Study finds playing youth football could alter brain development
Radiology researchers at UT Southwestern have demonstrated that playing a single season of football can cause alterations in the brain development of younger players, underscoring the need to modify youth football to reduce full-speed contact, and redesign helmets to reduce head impact exposure.
Research assistant Gowtham Murugesan said he and his collaborators set out to determine whether exposure to repetitive head impacts affects brain development, particularly a process called pruning, or reduction in gray matter volume.
“Pruning is an essential part of brain development,” Murugesan said. “By getting rid of the synapses that are no longer used, the brain becomes more efficient with aging. Our study has found a significant decrease in gray matter pruning” in study participants who were high-impact players."
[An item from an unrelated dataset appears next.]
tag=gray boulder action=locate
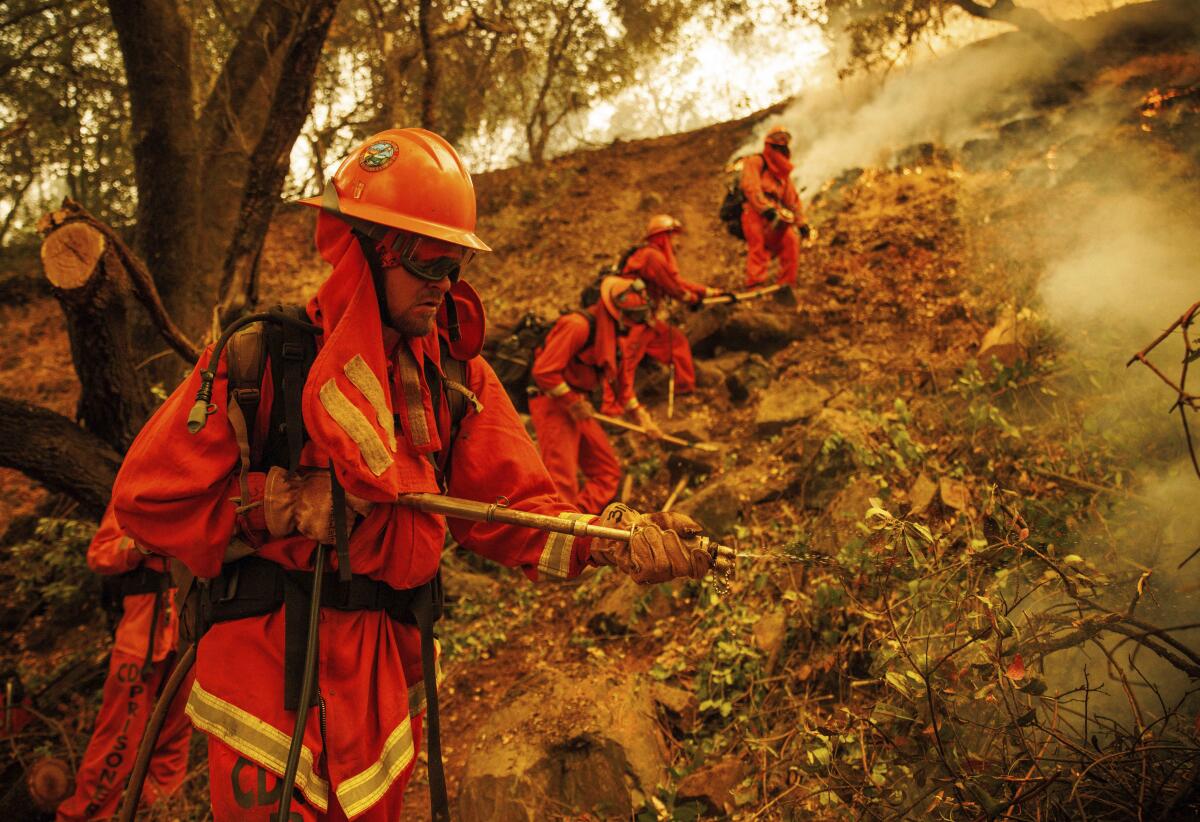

The researchers studied 60 youth and high school football players by outfitting them with a customized helmet lined with sensors that could measure the magnitude, location and direction of impacts to the head. Impact data were then used to calculate the risk of concussion exposure for each player. Twenty-four participants were considered high-impact, while 36 were identified as low-impact. To participate in the study, players had to have no developmental, neurological or psychiatric abnormalities, nor any concussions before or during the football season.
Players underwent pre- and post-season resting state functional MRI scans to detect any changes within five areas of the individual’s default mode networks, regions deep in the gray matter areas of the brain that include structures dedicated to processing emotions. Participants in the high-impact group demonstrated a “decrease in gray matter pruning in the fontal default mode network, which is involved in higher cognitive functions, such as the planning and controlling of social behaviors,” Murugesan said.
The investigators plan to conduct additional research to further understand the long-term changes in resting state brain networks and their association with neuropsychological task performance.
At UT Southwestern, Murugesan is a member of the Advanced NeuroScience Imaging Research (ANSIR) lab, under the direction of Dr. Joseph Maldjian.